Another limitation concerns the small number of studies included in our review (n = 24). Future studies should take into account that ASD and ADHD are frequently diagnosed in comorbidity, and a substantial proportion of children are alternately diagnosed with one or other disorder as they grow up. The significant overlap across ASD and ADHD should encourage researchers to collect more evidence on comorbid cases, also taking alternative approaches to these neurodevelopmental disorders, such as exploring heterogeneity and inter-group variability embracing a dimensional perspective (Astle et al., 2022). More studies on the co-occurrence of ASD and ADHD and its effect on ER (and on social cognition more generally) might lead to a better understanding of the two disorders. Although ER difficulties are not among the primary symptoms associated with ADHD, the present findings confirm that children with comorbid ASD + ADHD are at greatest risk of social impairments. Clinicians and researchers should therefore pay special attention to children suffering from symptoms of both conditions (Magill-Evans et al., 1995).

In addition to studies on comorbid ASD + ADHD, longitudinal findings might also be helpful to explore changes in ER ability over time, since we could draw no conclusions on this aspect. How we develop the ability to understand emotions has been amply investigated in the general population, but little has been done for clinical groups. Broadening our knowledge in the latter might help us to establish whether adults with certain disorders eventually reach the same levels of ER proficiency as ND individuals, or whether their performance remains stable throughout their lives. When treatments to enhance social skills are proposed in childhood and adulthood, it is crucial to know whether an individual has the prerequisites for correctly identifying others’ emotions. Future studies should explore the developmental trajectory of ER in individuals with ASD and ADHD, compared with ND individuals, using the same methodology across a wide age range, and taking into account any involvement of the former in treatments to enhance their social skills.

Many reports in the literature have also emphasized that difficulties in social interaction and communication are bidirectional.

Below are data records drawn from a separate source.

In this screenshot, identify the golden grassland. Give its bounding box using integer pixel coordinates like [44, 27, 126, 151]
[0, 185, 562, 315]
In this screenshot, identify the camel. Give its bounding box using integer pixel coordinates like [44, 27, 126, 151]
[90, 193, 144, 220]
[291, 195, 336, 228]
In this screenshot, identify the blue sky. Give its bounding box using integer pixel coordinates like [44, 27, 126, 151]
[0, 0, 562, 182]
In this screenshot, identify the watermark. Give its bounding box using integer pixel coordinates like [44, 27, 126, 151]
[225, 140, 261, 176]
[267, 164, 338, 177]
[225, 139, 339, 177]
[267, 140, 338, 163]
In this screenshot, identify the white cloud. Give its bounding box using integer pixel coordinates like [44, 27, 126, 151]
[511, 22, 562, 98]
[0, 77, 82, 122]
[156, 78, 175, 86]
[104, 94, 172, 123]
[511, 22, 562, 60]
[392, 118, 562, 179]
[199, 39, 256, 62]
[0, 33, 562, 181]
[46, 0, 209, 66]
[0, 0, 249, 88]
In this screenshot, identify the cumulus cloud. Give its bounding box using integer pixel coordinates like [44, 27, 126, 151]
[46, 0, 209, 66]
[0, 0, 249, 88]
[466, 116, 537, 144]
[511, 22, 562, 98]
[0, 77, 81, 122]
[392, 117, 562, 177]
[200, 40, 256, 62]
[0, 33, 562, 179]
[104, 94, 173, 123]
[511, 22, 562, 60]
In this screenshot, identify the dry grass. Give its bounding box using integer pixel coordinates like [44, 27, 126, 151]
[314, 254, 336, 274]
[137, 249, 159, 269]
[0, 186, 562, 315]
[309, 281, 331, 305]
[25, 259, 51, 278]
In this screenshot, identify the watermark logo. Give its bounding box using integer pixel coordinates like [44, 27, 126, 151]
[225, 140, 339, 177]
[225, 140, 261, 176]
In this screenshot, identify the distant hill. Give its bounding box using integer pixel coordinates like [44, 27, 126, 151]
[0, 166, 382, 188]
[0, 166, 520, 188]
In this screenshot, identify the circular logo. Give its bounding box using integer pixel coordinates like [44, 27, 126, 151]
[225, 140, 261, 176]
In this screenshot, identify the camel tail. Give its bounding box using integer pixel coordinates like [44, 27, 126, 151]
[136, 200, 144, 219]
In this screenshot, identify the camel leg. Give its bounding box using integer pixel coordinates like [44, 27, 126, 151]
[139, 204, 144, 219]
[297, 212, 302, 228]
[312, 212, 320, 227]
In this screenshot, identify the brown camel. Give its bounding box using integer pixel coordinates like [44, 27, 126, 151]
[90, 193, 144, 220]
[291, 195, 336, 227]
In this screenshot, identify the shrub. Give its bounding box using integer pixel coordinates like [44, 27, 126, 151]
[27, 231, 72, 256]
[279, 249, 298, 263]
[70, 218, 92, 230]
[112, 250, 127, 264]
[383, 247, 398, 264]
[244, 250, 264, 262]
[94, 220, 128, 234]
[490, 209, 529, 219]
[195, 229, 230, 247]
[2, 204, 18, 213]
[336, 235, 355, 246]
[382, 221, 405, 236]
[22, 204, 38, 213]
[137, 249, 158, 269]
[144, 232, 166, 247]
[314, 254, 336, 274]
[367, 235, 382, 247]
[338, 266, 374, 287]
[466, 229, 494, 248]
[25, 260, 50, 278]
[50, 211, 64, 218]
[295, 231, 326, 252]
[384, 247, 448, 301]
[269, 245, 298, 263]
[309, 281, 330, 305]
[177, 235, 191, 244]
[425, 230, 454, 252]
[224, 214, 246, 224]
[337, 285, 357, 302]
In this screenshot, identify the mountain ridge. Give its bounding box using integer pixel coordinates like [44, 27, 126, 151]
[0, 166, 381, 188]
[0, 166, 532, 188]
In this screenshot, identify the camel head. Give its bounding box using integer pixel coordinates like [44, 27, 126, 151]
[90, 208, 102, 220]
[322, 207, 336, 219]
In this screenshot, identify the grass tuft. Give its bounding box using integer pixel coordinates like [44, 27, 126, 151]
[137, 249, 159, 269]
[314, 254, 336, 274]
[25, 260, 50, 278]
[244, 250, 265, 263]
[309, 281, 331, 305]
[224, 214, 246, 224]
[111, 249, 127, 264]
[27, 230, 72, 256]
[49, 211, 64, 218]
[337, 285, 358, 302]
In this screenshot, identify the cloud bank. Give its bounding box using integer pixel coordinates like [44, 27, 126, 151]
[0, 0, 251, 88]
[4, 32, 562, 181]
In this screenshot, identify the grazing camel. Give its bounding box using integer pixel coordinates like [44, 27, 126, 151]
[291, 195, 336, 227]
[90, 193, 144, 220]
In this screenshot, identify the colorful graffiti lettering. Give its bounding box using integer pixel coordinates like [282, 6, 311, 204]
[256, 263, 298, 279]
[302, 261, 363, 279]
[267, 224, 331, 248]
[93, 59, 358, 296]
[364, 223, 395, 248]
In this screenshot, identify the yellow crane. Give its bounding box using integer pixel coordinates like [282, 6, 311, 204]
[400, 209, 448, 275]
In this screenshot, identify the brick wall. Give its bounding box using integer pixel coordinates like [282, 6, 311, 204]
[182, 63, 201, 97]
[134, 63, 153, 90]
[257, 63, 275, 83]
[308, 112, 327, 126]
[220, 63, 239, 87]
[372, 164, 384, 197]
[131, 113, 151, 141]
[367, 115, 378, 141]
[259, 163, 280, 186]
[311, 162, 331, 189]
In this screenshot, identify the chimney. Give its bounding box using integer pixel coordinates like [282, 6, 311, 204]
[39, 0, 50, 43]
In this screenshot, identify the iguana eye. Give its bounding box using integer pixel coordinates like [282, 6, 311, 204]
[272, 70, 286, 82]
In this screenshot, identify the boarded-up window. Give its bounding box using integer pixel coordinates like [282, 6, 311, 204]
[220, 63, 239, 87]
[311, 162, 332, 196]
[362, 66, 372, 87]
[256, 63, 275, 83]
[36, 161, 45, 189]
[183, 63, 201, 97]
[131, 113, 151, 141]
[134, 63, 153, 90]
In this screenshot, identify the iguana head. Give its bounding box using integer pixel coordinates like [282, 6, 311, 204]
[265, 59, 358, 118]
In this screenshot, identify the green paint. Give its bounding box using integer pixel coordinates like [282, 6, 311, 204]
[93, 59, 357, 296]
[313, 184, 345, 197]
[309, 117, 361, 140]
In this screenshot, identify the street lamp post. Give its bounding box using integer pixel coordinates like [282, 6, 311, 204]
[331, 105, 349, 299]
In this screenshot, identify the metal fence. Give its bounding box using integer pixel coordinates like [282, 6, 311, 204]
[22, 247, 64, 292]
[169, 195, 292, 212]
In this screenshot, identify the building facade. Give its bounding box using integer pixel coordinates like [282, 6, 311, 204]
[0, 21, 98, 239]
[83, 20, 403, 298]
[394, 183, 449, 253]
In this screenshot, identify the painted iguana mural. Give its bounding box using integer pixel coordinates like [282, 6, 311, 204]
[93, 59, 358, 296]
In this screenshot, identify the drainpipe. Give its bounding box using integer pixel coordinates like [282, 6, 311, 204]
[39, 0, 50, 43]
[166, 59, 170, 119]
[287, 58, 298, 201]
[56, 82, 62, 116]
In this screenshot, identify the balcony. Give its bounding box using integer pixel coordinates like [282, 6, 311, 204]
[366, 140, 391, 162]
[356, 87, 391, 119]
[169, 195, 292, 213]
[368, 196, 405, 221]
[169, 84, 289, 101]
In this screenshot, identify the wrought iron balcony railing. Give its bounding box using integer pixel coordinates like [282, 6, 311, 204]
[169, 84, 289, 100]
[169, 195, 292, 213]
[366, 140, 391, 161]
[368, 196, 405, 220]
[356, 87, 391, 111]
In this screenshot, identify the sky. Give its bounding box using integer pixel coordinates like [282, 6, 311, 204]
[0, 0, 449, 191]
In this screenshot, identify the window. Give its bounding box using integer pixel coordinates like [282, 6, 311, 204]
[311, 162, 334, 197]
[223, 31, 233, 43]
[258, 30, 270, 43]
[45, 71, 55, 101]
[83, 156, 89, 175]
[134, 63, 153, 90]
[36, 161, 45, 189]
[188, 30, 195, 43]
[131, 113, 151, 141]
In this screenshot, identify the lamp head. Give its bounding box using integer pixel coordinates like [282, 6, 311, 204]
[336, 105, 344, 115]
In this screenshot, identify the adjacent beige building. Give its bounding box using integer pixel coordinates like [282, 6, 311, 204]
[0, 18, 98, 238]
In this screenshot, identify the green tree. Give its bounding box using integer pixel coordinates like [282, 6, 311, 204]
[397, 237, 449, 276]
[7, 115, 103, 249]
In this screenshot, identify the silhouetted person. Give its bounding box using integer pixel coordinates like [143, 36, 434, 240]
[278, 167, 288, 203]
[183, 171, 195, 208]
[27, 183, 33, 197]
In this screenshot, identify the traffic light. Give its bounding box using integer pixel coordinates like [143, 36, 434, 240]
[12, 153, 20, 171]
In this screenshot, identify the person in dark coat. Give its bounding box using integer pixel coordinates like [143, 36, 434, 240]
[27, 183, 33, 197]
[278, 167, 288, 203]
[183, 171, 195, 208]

As the “double empathy hypothesis” states, for example, just as autistic people struggle with ER, neurotypical people also have trouble recognizing the emotions of autistic people (Chown et al., 2020). ER difficulties have been demonstrated in ADHD as well, though the topic has been little investigated in this clinical group. Communication barriers between diagnosed and ND individuals can make it more difficult to connect, share experiences, and empathize with one another. ND individuals may also form negative impressions of people with neurodevelopmental disorders who have peculiar ways of interacting socially because they find them hard to understand. Future research should address this social problem, bearing in mind that interaction difficulties between individuals with and without neurodevelopmental disorders may be attributable to both parties (Edey et al., 2016).

Finally, studies on ER have mainly adopted visual stimuli, so it would be useful to study the underlying processes associated with the ability of children with ASD and ADHD to process visual information in space, because their previously observed visuospatial difficulties (Cardillo, Lanfranchi, & Mammarella, 2020a; Cardillo, Vio, & Mammarella, 2020b) could differently influence their ER performance.

Conclusions

To the best of our knowledge, this is the first systematic review trying to summarize the findings of comparative studies on ER in children and adolescents with ASD or ADHD (or both). Although further studies are needed to clarify the ER difficulties in these clinical groups, most of the studies discussed here found that both disorders are associated with an impaired ER ability, in some cases more pronounced in ASD, but without any clear agreement regarding different stimuli and emotions. The few brain-based and eye-tracking studies suggested that ASD and ADHD have some shared and some distinct neural mechanisms relating to ER. Given the shared genetic components, and the frequent co-occurrence of ASD with ADHD, it would be advisable to take into account additional risk factors that these disorders might disclose.